In the story by Ursula LeGuin we’ve read, the narrator describes an imaginary city, Omelas, which is a Utopia. The existence of this Utopia rests on one condition – the child who is kept, alone and miserable, in the cellar. All residents of the city are aware of the child, and of the condition. The only options are to accept the situation and live with it, or to walk away into an unknown future. The story asks: do you believe it is acceptable to sacrifice the one child in the basement for the perfect happiness of the entire rest of the city?
We have also looked at other material, about the Trolley Problem and some real-life issues, that are simila.
Here is the prompt for this essay:
Do you believe it is acceptable to sacrifice a few for the benefit of many more? Why or why not?
What the essay must include:
- An introductory paragraph that introduces the main idea of the essay.
- A situation you find in real life that shows some dilemma or sacrifice similar to what we have been discussing.

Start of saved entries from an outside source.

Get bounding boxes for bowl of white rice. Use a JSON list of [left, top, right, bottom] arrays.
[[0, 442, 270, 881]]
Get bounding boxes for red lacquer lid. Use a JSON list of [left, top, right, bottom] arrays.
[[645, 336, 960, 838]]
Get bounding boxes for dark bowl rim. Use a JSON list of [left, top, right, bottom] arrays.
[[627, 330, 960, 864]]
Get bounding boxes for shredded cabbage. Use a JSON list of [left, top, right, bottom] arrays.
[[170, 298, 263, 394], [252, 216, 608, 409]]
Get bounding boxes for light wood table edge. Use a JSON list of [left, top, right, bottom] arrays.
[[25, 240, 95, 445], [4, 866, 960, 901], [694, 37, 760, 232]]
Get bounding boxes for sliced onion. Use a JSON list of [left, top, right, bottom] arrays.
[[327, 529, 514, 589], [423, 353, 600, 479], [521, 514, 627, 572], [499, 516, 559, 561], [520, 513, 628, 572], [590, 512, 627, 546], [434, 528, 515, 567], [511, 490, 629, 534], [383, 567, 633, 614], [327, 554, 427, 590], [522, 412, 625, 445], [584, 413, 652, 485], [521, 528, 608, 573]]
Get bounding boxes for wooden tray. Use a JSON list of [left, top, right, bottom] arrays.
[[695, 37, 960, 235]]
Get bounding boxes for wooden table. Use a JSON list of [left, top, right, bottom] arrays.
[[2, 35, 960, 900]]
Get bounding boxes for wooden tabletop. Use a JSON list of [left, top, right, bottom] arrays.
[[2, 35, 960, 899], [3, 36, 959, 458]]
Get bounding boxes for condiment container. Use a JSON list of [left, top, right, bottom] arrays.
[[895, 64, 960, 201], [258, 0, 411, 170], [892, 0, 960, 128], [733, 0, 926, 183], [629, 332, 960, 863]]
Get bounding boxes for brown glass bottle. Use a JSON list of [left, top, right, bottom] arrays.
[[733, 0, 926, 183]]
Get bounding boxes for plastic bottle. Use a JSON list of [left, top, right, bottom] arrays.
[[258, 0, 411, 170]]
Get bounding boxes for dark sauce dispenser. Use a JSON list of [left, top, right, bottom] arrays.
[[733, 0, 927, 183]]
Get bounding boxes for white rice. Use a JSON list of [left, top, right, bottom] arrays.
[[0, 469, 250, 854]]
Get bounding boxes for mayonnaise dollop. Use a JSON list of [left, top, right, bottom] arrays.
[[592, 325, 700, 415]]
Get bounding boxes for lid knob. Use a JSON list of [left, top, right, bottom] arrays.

- Thesis, discussion and support of your position, using clear arguments;
- Two research sources that will be used to support your position and which have in-text citations when they are used (the story “Omelas” does not count as a research source — you can use it but it’s not one of the two). One research source should be used to describe/explain the real-life situation; one source should be used to explain/support your position on the question I asked.
- In-text citations for all material used in the essay, and a Works Cited page, in proper format, that includes MLA citations for all sources.
The essay has an 1500-word minimum length. Essays not meeting the word-length minimum will receive a completion credit between 25-45 points at my discretion. There will be no opportunity for rewriting the final draft.
The essay must contain at least two acceptable, relevant research sources, with at least two direct cited quotes from that source. The source material must help explain or support what you are saying. See below for more on this.
– It must be clear how the research material you use helps explain or support what you are saying in some way that is useful or necessary. That means you must tell us what it means and why it is important.
– Do not use research sources or quotes to state commonly known or inarguable facts.
– Do not use quotes that come from Wikiquote, Brainy Quotes, or any other “quotation-aggregator.”
– Dictionary definitions, encyclopedia entries, and Wikipedia entries do not count as research. (Wikipedia entries can be very useful for links and general information, but never use Wikipedia as a cited source.)
– “Note” sites such as Schmoop, SparkNotes, etc. cannot be used or cited as research. Free-essay sites such as 123helpme also cannot be used and should never be part of your essay in any way.
– Do not plagiarize. If you are using the words of a source, use quotation marks. If you are using just the ideas of a source, it still must be cited in the text.